Why I Use Go for CLI Tools
Go's combination of fast compilation, single-binary output, and excellent standard library makes it the best language I've found for building CLI tools.
After building CLI tools in Python, Node.js, and Rust, I keep coming back to Go. Here's why.
Single binary distribution
When you compile a Go program, you get a single static binary with zero runtime dependencies. Your users don't need to install a runtime, manage virtual environments, or deal with DLL hell. They download a file, chmod +x, and run it.
GOOS=linux GOARCH=amd64 go build -o mytool-linux-amd64 .
GOOS=darwin GOARCH=arm64 go build -o mytool-darwin-arm64 .
That two-liner is your entire cross-compilation story. Compare this to Python, where you're fighting PyInstaller to get a bundled executable, or Node.js where pkg produces 50 MB blobs.
The standard library does most of what you need
Go ships with a remarkably complete standard library for CLI use cases:
flagfor argument parsing (or reach forcobra/urfave/clifor complex CLIs)os/execfor running subprocessesnet/httpfor talking to APIsencoding/jsonfor JSONtext/templatefor rendering output templatesosandfilepathfor filesystem operations
I can write a useful CLI without a single third-party dependency.
Fast compilation keeps the feedback loop tight
Go compiles quickly. A 10,000-line project builds in under a second. This matters during development — the delay between "save" and "can test this" is near-zero. Compare this to Rust, where incremental builds on a medium-sized project can take 10–30 seconds.

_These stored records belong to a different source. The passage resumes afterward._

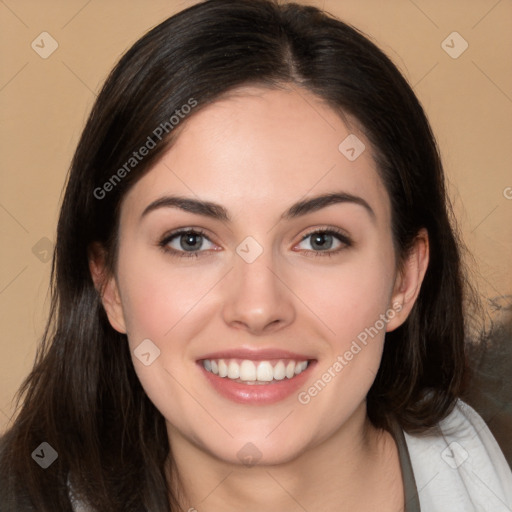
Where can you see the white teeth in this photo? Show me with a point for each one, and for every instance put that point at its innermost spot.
(290, 370)
(279, 372)
(223, 368)
(264, 372)
(247, 370)
(254, 371)
(233, 370)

Goroutines make concurrent CLIs trivial
CLIs often need to do multiple things in parallel: check multiple APIs, scan files, process a queue. Go's goroutines make this straightforward without the callback hell of async JavaScript or the complexity of Python's asyncio.
var wg sync.WaitGroup
results := make(chan Result, len(items))
for _, item := range items {
wg.Add(1)
go func(i Item) {
defer wg.Done()
results <- process(i)
}(item)
}
wg.Wait()
close(results)
When I don't use Go
Go isn't always the right choice:
- Rapid prototyping: Python is faster to explore an idea
- Maximum performance + safety: Rust is worth the compile times
- Existing ecosystem: If your domain has great Python or Node libraries, use them
But for the majority of production CLI tools I've shipped, Go has been the right call. The combination of fast iteration, easy distribution, and a solid standard library is hard to beat.
What language do you reach for when building CLI tools? I'm curious if others have found a better fit.